Go to Ask.com


enter the fray: our reader discussion forum
Re: It's The Civilians, Stupid
by the_slasher14

Tyrt: I don't think SPC123 (who I would surmise is a non-com from his tag) was being arrogant. I think he was trying to tell me that he thought I was wrong based on his experience. His comments on my knowledge of how things are in the service was phrased a bit harshly, but he was right -- I really don't know much about how things are in the Army in the areas he addressed. I said I felt I had expressed myself badly because he obviously did not completely understand where I was coming from, and it's really my job to convey that, not his to decipher it. Compared to some of the responses I get, this one was quite respectful.
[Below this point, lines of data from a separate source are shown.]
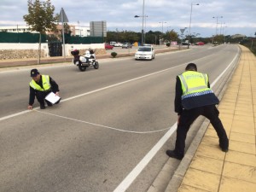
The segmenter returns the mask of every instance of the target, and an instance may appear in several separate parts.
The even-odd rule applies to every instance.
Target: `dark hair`
[[[187,65],[185,70],[186,71],[195,71],[195,72],[197,72],[197,67],[195,63],[190,62]]]

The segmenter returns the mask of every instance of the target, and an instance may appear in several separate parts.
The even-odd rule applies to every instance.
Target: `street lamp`
[[[195,4],[195,3],[191,3],[191,9],[190,9],[190,20],[189,20],[189,42],[190,42],[190,38],[191,38],[191,32],[190,32],[190,28],[191,28],[191,19],[192,19],[192,7],[193,7],[193,5],[200,5],[199,3],[196,3],[196,4]],[[189,45],[188,44],[188,48],[189,48]]]
[[[216,36],[217,36],[217,31],[218,31],[218,16],[214,16],[212,17],[213,19],[216,18]],[[223,18],[223,16],[220,16],[220,18]]]
[[[135,15],[135,18],[142,17],[143,18],[143,29],[142,29],[142,45],[144,44],[144,17],[148,17],[148,15]],[[145,18],[145,23],[146,23],[146,18]]]
[[[162,24],[162,35],[164,36],[164,23],[167,23],[167,22],[161,21],[161,22],[159,22],[159,23]]]

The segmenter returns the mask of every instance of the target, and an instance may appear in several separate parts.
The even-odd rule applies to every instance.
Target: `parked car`
[[[113,49],[113,46],[108,44],[105,44],[105,49]]]
[[[195,45],[204,45],[204,44],[205,44],[205,43],[203,43],[201,41],[195,43]]]
[[[122,49],[124,48],[132,48],[132,44],[131,44],[130,43],[124,43],[123,45],[122,45]]]
[[[135,60],[152,60],[154,59],[154,49],[153,46],[139,47],[135,53]]]
[[[114,47],[122,47],[122,45],[123,45],[123,44],[122,43],[120,43],[120,42],[117,42],[117,43],[115,43],[114,44]]]
[[[111,41],[111,42],[109,42],[109,44],[112,45],[112,46],[114,46],[115,44],[116,44],[115,41]]]

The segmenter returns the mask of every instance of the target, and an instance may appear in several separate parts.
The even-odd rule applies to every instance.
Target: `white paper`
[[[58,102],[61,99],[61,97],[56,96],[55,93],[50,92],[45,96],[45,99],[50,102],[52,104],[55,104],[56,102]]]

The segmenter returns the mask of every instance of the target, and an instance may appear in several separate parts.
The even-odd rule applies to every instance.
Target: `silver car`
[[[122,45],[122,49],[124,48],[132,48],[132,44],[131,44],[130,43],[124,43],[123,45]]]
[[[154,49],[153,46],[139,47],[135,53],[135,60],[153,60],[154,59]]]

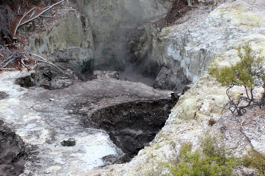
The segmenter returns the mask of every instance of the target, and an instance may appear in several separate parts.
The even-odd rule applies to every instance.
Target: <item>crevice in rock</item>
[[[107,131],[126,154],[118,161],[128,162],[149,146],[164,126],[175,103],[168,99],[127,102],[98,110],[88,118]]]
[[[39,65],[34,68],[34,72],[18,78],[16,84],[26,88],[42,87],[51,90],[68,87],[74,80],[84,80],[82,75],[71,67],[62,63],[57,65],[63,69],[60,70],[47,64]]]

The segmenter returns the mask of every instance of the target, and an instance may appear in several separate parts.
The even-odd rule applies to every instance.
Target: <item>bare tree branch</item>
[[[23,15],[23,17],[22,17],[22,18],[21,18],[21,19],[20,19],[20,20],[19,21],[19,23],[18,23],[18,25],[17,25],[17,26],[16,27],[16,29],[15,29],[15,31],[14,32],[14,36],[15,36],[16,35],[16,33],[17,33],[17,30],[18,30],[18,28],[20,26],[20,23],[21,22],[21,21],[22,21],[22,20],[23,20],[23,19],[24,18],[25,18],[25,17],[31,11],[32,11],[33,10],[35,9],[36,8],[36,7],[33,7],[32,8],[32,9],[31,9],[30,10],[29,10],[29,11],[28,12],[27,12],[27,13],[26,13],[24,15]]]

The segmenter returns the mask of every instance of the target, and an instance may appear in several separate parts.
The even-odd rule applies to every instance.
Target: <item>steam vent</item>
[[[1,0],[0,176],[263,176],[265,7]]]

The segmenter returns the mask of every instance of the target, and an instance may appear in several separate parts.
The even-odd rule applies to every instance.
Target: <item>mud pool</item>
[[[149,145],[176,103],[170,91],[107,76],[81,81],[61,75],[27,88],[16,84],[31,73],[0,74],[2,125],[34,149],[24,158],[24,176],[85,175],[95,167],[128,161]],[[39,87],[62,80],[71,84]],[[60,143],[70,138],[74,146]]]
As for generals fighting the last war, read Kaplan's recent piece on how we don't have any troops to send to Afghanistan other than the ones we have in Iraq. The point he made was that for all the incredible amounts of money we spend on the military, WE CAN'T WIN WARS because we don't have enough troops to win them. How can that possibly be? Simple: our military leaders (and our civilian leaders as well) are still fighting the Cold War, focusing on hugely expensive weaponry/ships/planes while leaving us with not enough troops to conquer and hold a fourth-rate power like Iraq. Oh, we can bomb the shit out of anybody, but as the British in 1940 and the Vietnamese in the 1970s showed, bombing alone ain't enough.
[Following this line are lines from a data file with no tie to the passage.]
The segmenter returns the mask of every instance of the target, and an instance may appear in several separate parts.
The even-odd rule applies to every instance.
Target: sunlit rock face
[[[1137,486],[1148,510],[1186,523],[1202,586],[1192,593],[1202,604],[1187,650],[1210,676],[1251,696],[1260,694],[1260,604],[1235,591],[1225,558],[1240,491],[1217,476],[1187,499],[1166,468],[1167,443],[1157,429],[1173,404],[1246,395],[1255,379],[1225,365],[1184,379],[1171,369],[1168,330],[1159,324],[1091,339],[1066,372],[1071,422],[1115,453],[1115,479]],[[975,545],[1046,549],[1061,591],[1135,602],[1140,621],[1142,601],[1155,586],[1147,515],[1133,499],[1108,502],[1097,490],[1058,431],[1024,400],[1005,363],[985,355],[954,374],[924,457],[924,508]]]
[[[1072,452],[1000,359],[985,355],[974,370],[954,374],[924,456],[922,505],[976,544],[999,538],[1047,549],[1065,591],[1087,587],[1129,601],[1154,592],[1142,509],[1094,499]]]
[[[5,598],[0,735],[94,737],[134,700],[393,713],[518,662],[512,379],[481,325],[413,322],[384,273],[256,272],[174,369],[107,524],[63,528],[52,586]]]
One of the points I was trying to make in this post was the same general point Kaplan made, which is that the military in the field has shown flexibility in trying to adjust to what are obviously new realities in this war. Iraq was really lost by the civilians, not the military. But in the larger sense, the careerism and the kind of institutional thinking you refer to exists to such a degree in both civilian AND military minds that it was almost inevitable that once we ran into a war in which the enemy didn't fold up quickly, we would lose.